I am writing following c code and getting an error :
#include<stdio.h>
#include<stdlib.h>
int main()
{
char *prot;
char addr[20];
FILE *fp;
int i = 0;
int tos,pld;
prot = (char *)malloc(sizeof(char *));
//addr = (char *)malloc(sizeof(char *));
printf("\n enter the protocol for test::");
scanf(" %s",prot);
printf("\n enter the addr::");
scanf(" %s",addr);
printf("\n enter the length of the payload::");
scanf(" %d",pld);
printf("\n enter the tos :: ");
scanf(" %d",tos);
I am getting the following error while entering the value.There is a segmentation fault coming could anyone tell me why this segment fault is coming:
enter the protocol for test::we
enter the addr::qw
enter the length of the payload::12
Segmentation fault
prot = (char *)malloc(sizeof(char *));
Should be:
prot = malloc(sizeof(char) * SIZE); // SIZE is the no. of chars you want
Another problem is: You should use &
for integers in scanf()
!
With changes:
printf("\n enter the length of the payload::");
scanf(" %d",&pld);
printf("\n enter the tos :: ");
scanf(" %d",&tos);
prot = malloc(sizeof ...
without the cast. The void*
returned from malloc
will automatically cast to any other pointer, and explicitly casting it can hide errors such as when you forget to include the header with the malloc
prototype - paxdiablo 2012-04-04 00:41
The segmentation fault is because scanf
expects a pointer to the variable the scanned value shall be stored in, but you pass the variable pld
itself. That is uninitialised and hence when interpreted as a pointer points into the wild. The same happens with the tos
. And of course, you should allocate the proper amount of space for prot
as has otherwise been pointed out.
Your memory allocation for prot
has allocated 4 bytes (on a 32-bit system) or 8 bytes (on a 64-bit system) for the string. If you read more than that into it, you are overflowing your buffer.
Unless there was a good reason to do otherwise, I'd simply use:
char prot[128];
for any suitable size for the string.
You should also check all your scanf()
calls to ensure they succeed; you should probably apply a limit to the size of the strings. For a char prot[128];
, the safe conversion is %127s
; the null is not counted in the conversion specification.
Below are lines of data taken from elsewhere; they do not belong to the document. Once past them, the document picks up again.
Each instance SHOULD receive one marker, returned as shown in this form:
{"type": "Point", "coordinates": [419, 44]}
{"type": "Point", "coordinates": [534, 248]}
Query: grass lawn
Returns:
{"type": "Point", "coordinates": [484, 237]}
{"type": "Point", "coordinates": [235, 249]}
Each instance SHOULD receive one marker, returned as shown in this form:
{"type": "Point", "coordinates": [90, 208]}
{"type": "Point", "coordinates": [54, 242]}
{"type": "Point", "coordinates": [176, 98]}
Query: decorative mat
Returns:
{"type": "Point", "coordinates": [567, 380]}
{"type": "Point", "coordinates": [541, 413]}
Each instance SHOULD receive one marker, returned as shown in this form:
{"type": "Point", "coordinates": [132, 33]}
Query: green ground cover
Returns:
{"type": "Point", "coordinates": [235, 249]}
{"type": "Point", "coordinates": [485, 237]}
If your compiler was not warning you about these lines:
scanf(" %d",pld);
scanf(" %d",tos);
you either need to turn on more warnings or get a better compiler. If it was warning you, pay heed to your compiler; it knows more about C than you do (and probably more about it than I do, too).
scanf(" %d", &pld);
scanf(" %d", &tos);
This is probably not the source of your current problem, but it is a bug:
prot = (char *)malloc(sizeof(char *));
I doubt you meant to make a buffer the size of one character pointer.
Anyway, to pinpoint your immediate issue, please run your program under valgrind and/or a debugger. In this particular case just enabling compiler warnings would have caught your problem, which is that you're passing integers by value where you should be passing by pointer to scanf. This could have been solved by the compiler, instead of coming to us, if only you enable the relevant options.
scanf
expects pointers to the variables you're filling (except in the case of strings, which are already pointers to char
).
Try
scanf(" %d", &pld);
and the same with tos
.
scanf family of functions are main source of problems in homework.
When things don't work, check the receiver arguments, they need to be address of items to be written into, and the type has to match what your specify in the format string.